結局のところ、絡まれることはなかった。村人らしき女がしかめっ面でこっちをジロジロ見てきた程度である。
ま、それもそのはず。人間ばかりのこの村に、見たこともないエルフの美少女がやって来たのだ。しかもその美少女、何もない空中をチラチラ振り返りながら、1人で会話をしておる──女神さまがたは、ふつうの人間には見えませんのでね。そういう見た目になるわけだ。「あんなのに絡まれたらどうしよう・・・」と思ったのは、むしろ村人のほうだったというわけだ。
浜辺についた。振り向く。一応、宿の2階は見えた。このぐらいなら「宿の近く」判定でよかろう。
リーモ、海を見る。
ざざーん・・・。波が打ち寄せる。
しゃらしゃらしゃら・・・・・・・・・。波が引いてゆく。その上に乗っかかるがごとくして、次の波が打ち寄せる。
肺にねっとりと満ちてくる、独特の匂い。潮の匂いだ。
「うーん、海!」
これがおっ父の働いてた場所かー、とリーモは思った。この海の上を、あの櫂(かい)がいっぱい生えたガレーで行き来してたんだなあ。おっ父、身体でっかくて、がっしりしてて、村人に一目置かれてたもんなぁ・・・。
「おっ父。おっ母・・・」
そのときであった。
ざざーん。ばしゃばしゃっ! ・・・大きな魚が打ち上げられるような、水音がしたのは。
「ん?」リーモの、とんがったエルフの耳。クリッと動く。「なんだろ?」そっち行ってみた。
すると。
浜から3尋(人間3人並べたぐらい)の海の中に、紅色の髪した女が、浮かんでおるではないか!
紅色の髪、エメラルドみたいに綺麗な目──あとは、みーんな波の下。
そしてそして。
その女のすぐ背後に、大きなヒレが、にゅーっと突き出しておる!
「しっぽ!」リーモは叫んで指差した。
「!?」
紅髪の女はびっくりして振り向いた。パシャーン! ヒレが水中に潜った。
「なんかいた! ワニかも!?」リーモ、適当な知識で叫ぶ。「上がって上がって!」
「わに?」女は後ろを見て、一瞬考えた。
それから、こちらに向かって泳ぎだした。なんかちょっと微妙な表情をして。全身をダイナミックに波打たせるその泳ぎは、とても人間とは思えなんだ。
◆♀◆ 9、リーモ、紅髪の女を案内する ◆♂◆
浜に上がったその紅髪。びしょ濡れの女体に、リーモは思わず見惚れて(みとれて)しもうた。

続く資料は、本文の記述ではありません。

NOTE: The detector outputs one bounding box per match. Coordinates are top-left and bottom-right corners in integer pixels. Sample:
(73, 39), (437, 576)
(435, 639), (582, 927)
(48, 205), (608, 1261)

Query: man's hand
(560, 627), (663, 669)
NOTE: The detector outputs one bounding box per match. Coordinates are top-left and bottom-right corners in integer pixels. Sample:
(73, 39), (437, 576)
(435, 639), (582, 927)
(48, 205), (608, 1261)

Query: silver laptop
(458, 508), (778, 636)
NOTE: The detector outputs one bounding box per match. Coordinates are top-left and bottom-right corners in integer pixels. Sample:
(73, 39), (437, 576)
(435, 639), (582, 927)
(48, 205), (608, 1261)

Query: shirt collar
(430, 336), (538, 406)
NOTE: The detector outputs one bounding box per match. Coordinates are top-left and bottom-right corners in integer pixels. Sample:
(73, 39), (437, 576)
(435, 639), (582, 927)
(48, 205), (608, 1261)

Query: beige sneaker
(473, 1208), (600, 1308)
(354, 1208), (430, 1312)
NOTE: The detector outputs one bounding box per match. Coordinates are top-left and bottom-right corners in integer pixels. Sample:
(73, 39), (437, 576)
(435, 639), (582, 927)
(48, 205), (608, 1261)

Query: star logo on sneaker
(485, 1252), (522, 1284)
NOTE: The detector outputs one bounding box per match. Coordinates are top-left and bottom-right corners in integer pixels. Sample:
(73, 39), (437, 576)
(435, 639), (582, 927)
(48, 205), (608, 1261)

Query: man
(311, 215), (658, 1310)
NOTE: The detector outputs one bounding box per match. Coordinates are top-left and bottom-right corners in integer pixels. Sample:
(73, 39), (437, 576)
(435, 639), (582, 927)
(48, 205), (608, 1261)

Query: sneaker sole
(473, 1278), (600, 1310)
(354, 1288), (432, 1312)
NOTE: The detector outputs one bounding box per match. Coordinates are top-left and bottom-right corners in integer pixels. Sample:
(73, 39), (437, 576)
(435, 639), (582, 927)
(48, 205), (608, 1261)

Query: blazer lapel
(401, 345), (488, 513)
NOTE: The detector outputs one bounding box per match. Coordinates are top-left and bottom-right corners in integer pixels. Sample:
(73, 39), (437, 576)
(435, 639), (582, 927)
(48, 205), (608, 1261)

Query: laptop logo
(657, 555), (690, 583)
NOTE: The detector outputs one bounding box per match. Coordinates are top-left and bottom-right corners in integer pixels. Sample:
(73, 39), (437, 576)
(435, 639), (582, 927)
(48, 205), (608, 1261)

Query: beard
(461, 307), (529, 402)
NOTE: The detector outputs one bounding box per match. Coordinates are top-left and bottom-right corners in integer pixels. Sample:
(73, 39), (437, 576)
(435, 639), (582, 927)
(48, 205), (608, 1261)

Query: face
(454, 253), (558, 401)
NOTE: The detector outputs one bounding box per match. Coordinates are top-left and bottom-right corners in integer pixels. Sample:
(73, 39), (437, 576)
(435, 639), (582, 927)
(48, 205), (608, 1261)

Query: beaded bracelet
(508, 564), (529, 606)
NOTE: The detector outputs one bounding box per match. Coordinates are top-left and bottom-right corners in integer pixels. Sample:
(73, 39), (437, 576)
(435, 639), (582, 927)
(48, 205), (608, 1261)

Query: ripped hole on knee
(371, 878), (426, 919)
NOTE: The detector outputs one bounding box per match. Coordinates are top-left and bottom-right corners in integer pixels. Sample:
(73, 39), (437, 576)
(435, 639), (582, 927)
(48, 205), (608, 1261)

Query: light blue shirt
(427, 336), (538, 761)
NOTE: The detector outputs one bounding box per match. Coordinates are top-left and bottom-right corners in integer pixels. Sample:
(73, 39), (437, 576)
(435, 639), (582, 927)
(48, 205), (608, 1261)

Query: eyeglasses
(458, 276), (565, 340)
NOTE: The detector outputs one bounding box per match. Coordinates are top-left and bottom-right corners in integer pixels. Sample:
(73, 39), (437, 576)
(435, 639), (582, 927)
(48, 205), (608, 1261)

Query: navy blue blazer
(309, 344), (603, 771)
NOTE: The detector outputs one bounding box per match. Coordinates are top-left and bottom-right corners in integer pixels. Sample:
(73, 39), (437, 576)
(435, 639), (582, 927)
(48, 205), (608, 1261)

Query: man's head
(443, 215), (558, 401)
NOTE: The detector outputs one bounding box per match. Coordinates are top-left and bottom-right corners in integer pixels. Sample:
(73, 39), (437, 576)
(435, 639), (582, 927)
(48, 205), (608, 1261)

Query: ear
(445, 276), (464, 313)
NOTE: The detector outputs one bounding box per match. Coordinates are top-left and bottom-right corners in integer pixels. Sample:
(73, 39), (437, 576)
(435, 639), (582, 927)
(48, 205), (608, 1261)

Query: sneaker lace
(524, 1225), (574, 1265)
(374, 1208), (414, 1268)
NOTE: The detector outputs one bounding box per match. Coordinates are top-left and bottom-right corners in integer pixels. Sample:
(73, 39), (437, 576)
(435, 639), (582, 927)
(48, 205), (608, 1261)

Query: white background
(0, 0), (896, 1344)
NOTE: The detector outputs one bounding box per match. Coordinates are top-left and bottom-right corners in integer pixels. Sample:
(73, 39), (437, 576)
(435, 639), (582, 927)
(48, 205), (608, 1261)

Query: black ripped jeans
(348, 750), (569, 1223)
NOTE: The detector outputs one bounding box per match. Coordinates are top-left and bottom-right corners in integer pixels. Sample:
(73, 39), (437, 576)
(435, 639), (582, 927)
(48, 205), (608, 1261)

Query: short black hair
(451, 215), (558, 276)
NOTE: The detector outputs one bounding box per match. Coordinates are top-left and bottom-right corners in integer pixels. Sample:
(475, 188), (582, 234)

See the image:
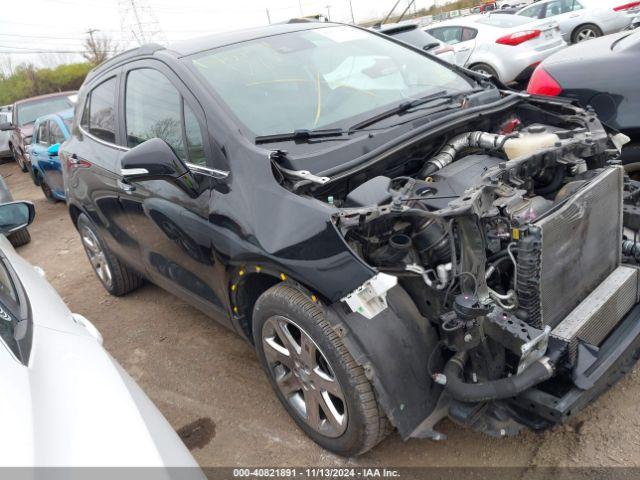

なんでといって──うすいのだ! 布が! おっぱいとお腹にピッタリ張りついて、エメラルド色の布が、裸体のシルエットになってしまっておる! 完全に! つまりその・・・おっぱいの形になっておる!
しかも、肌は大胆に見えてしまっておる。胸に巻いた布は本当におっぱいを包んでおるだけだし、腰を前後から挟んどる布にいたっては、お腹にへばりつき、ムチムチした太腿のあいだに隠れてしまって、ほとんど隠す役にたっておらん。それらの布の、鮮やかなエメラルド色がまた、日に焼けた肌を刺激的に見せておった。
女の身体つきは、レーネとリーモの中間ぐらいであった。つまり、わりと子供っぽい。おっぱいは可愛らしく、腰もそんなに大きくない。ただ、肌はなんとも色っぽくむっちりとして、美しい。成熟した女の色気を感じさせた。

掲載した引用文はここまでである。